The GH-receptor antagonist pegvisomant is a highly effective therapy for acromegaly (11, 12). Pegvisomant blocks GH action (13) and does not lower endogenous GH levels, which are rendered uninterpretable because of cross-reactivity of pegvisomant in standard GH assays. The goal of treatment for acromegaly is to lower IGF-I levels to within the age- and gender-related reference range (14, 15). In a proportion of patients reported by van der Lely et al. (12), pegvisomant treatment resulted in IGF-I levels below the normal age-related range; such low levels of IGF-I may represent overtreatment.

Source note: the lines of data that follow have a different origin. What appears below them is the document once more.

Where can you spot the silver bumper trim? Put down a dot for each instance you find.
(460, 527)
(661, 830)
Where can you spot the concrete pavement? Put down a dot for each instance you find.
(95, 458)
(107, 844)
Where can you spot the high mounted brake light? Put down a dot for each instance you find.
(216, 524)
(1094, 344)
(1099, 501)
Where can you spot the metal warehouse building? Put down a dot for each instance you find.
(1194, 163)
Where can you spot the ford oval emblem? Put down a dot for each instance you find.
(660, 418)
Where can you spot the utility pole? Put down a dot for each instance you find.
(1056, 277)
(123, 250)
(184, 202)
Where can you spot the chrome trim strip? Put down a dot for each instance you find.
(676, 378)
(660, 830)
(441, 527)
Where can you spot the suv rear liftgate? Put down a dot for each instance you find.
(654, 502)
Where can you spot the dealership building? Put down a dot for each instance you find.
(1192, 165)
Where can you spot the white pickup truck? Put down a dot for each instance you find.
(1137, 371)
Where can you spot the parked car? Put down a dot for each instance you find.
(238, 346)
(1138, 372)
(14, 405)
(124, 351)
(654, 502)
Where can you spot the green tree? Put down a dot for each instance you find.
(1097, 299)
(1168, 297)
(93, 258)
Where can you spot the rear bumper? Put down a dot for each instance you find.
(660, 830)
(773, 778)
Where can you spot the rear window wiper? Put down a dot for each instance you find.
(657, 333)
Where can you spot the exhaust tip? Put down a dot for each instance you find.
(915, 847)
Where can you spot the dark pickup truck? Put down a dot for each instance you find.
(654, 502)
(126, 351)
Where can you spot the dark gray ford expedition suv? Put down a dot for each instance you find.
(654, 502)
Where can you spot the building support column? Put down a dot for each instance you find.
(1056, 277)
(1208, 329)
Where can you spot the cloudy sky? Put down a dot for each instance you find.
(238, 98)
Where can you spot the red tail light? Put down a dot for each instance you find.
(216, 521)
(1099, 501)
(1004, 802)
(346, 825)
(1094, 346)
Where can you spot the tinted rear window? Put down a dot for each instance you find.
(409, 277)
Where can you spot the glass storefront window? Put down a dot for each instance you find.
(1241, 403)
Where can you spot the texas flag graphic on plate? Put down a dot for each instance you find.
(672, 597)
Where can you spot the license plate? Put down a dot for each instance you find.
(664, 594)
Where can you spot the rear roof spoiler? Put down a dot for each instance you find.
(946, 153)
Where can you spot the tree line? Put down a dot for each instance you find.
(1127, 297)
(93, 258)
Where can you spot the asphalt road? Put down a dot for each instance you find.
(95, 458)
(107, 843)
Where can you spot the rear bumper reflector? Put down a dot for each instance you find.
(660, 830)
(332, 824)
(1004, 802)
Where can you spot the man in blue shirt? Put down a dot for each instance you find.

Because of the high efficacy of pegvisomant (11, 12), the risk of inadvertent overtreatment requires further evaluation.
GH replacement therapy in adults with GHD has benefits in terms of body composition, metabolic sequelae, bone mineral density, and quality of life (16). Once such patients are commenced on GH replacement therapy, IGF-I monitoring is used to aid dose titration to minimize the risk of overtreatment. Indeed, some patients with GHD receiving GH replacement therapy may have been overtreated as evidenced by supraphysiological IGF-I levels (17). Furthermore, to date, no data are available that quantify risk of undertreatment of such patients. Thus, suboptimal replacement therapy may be associated with unresolved morbidity and increased mortality risk from a continuing state of relative GHD.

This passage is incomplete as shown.